Manchester University
Oak Leaves

April 13, 2018

Memphis Group Pic Zander

The trip attendees gather outside the Lorraine Motel, which is now the National Civil Rights Museum in Memphis, Tenn. Though led by the Peace Studies program, students of all majors and fields were invited to attend the trip in early March.

Photo by Zander Willoughby

Students Travel to Memphis to Commemorate MLK's Assassination

Virginia Rendler 

On March 9, 2018, a cohort of Manchester University students and alumni boarded a charter bus headed to Memphis, TN, as part of the remembrance events on campus for the 50th anniversary of Martin Luther King Jr.’s assassination.

The students and alumni first visited the National Civil Rights Museum. Established in 1991, the museum is located at the former Lorraine Motel, where King was assassinated on April 4, 1968. The motel has been converted into a museum dedicated to King’s legacy and the civil rights movement.

Manchester University alumna and current staff member, Tina Rieman ’94, said that her visit to the museum was the highlight of the trip. “My favorite moment was watching two parents describing the Civil Rights Movement to their young children in the National Civil Rights Museum,” she said. “They were white parents who clearly felt passionately about educating their kids about racism and injustice. At the time, I was standing in the room dedicated to the March on Washington. There was a video of Martin Luther King Jr. giving his speech on a repeating loop. It was all very moving, and I got tears in my eyes.

“My parents were also white parents who felt passionately about educating their kids about racism and injustice,” she continued. “They were involved in the Civil Rights Movement of the 1960s, participated in the Poor People’s Campaign, lived in Resurrection City and got arrested multiple times for various acts of non-violent civil disobedience.” Rieman said the trip was a way for her to connect with her parents and their passionate dedication to justice.

Jesse Langdon, peace studies and political science major, said that the museum was an incredibly humbling experience. “The museum really put you in history,” Langdon said. “Having the opportunity to be in the room where King was before he was assassinated was incredibly powerful.
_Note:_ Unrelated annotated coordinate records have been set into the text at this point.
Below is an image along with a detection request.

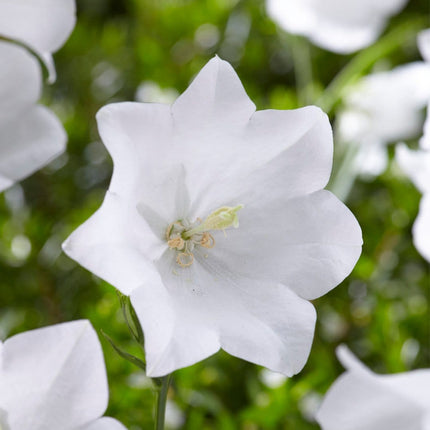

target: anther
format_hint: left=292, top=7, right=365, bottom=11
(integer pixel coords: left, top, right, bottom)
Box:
left=199, top=232, right=215, bottom=249
left=176, top=252, right=194, bottom=267
left=167, top=236, right=185, bottom=250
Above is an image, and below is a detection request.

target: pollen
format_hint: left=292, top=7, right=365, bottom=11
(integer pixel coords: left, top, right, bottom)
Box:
left=166, top=205, right=243, bottom=268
It was a monument to King’s legacy that included the viewer in the story.”

The students and alumni also visited the Stax Museum of American Soul Music, a museum that connected civil rights and soul music. “It was amazing to see a glimpse into American music history that we don’t often hear about,” said Sydney Abbott, software engineering major. “I wasn’t aware of these stories of revolution in music before visiting the museum.”

Peace studies majors, minors, and those not connected at all to the program were also welcome to attend the trip. Rieman was not a major or minor when she attended Manchester in the 90s, but went on trips with the peace studies program then as well as now. “I always appreciated what I learned and was greatly impacted by those events,” she said. “I appreciated how inclusive and accepting people were then and now. I was grateful for this opportunity to join another peace studies trip!”